La semaine dernière à Las Vegas, lors de la conférence sur la sécurité informatique Chapeau noir , Alessandro Achats , professeur agrégé de technologie de l'information et de politique publique au Heinz College de l'Université Carnegie Mellon, a montré comment une photographie d'une personne peut être utilisée pour trouver sa date de naissance, son numéro de sécurité sociale et d'autres informations en utilisant la technologie de reconnaissance faciale pour faire correspondre l'image à un profil sur Facebook et d'autres sites Web. Acquisti reconnaît les implications de ce travail sur la vie privée, mais il avertit que le plus gros problème pourrait être l'inexactitude de cette technique et d'autres d'exploration de données.
Acquisti dit que son travail actuel est une tentative de capturer l'avenir dans lequel nous marchons. Dans ce futur, il voit les informations en ligne utilisées pour préjuger d'une personne à plusieurs niveaux : date potentielle, emprunteur, employé, locataire, etc. Internet, dit-il, pourrait devenir un endroit où tout le monde connaît votre nom – une petite ville mondiale qui ne vous laissera rien vivre.
Au-delà des préoccupations évidentes concernant le fait que des étrangers en sachent plus que jamais sur vous, Acquisti s'inquiète de ce qui se passera lorsque la technologie commettra des erreurs. Nous avons tendance à faire de fortes extrapolations sur des données faibles, explique Acquisti. Il est impossible de lutter contre cela, car c'est dans notre nature.
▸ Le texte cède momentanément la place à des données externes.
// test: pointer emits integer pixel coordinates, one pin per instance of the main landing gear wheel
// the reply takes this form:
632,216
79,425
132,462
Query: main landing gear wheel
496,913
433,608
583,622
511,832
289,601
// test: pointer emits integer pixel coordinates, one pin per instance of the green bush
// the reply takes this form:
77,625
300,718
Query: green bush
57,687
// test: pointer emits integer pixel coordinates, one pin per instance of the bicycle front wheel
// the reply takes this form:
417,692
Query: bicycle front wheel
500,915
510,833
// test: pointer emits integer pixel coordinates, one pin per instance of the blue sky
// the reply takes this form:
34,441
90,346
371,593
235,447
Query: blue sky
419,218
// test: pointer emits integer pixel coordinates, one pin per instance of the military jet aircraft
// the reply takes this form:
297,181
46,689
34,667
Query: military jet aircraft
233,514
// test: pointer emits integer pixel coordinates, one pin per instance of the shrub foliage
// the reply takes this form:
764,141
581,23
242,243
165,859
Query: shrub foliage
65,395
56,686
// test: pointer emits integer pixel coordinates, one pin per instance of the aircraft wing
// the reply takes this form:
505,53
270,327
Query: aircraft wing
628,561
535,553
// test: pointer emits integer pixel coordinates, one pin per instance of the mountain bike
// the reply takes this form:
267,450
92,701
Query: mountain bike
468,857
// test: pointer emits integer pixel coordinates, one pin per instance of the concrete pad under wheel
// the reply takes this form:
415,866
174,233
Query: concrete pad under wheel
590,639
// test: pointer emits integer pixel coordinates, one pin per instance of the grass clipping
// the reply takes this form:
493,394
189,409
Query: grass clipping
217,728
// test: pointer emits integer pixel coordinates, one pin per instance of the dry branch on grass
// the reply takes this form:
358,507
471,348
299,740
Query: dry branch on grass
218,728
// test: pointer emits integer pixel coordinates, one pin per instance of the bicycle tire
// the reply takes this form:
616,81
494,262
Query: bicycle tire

Un certain nombre d'entreprises ont déjà commencé à utiliser les médias sociaux pour mesurer et suivre leur réputation. La compagnie de Santa Barbara, Californie Intelligence sociale , par exemple, effectue des filtrages des antécédents des médias sociaux sur les employés potentiels, promettant de révéler des informations négatives telles que des remarques racistes ou des photos sexuellement explicites, ou des informations positives telles que des signes d'influence des médias sociaux dans un domaine spécifique. D'autres entreprises, telles que Klout , suivre le niveau d'influence sociale des utilisateurs, permettant aux annonceurs d'offrir des récompenses spéciales à ceux qui ont des scores élevés.
Mais les recherches d'Acquisti ont démontré les pièges d'une trop grande pertinence des données des réseaux sociaux. Son équipe a pris des photos de bénévoles et a utilisé un système de reconnaissance faciale standard appelé PittPatt (récemment acquis par Google) pour trouver le profil Facebook de chaque volontaire, qui révélait souvent le vrai nom de cette personne et des informations beaucoup plus personnelles. À l'aide de ces informations, l'équipe pouvait parfois trouver une partie du numéro de sécurité sociale d'une personne. Ils ont également créé un prototype d'application pour smartphone qui récupère des informations personnelles sur une personne après avoir été prise avec l'appareil photo de l'appareil.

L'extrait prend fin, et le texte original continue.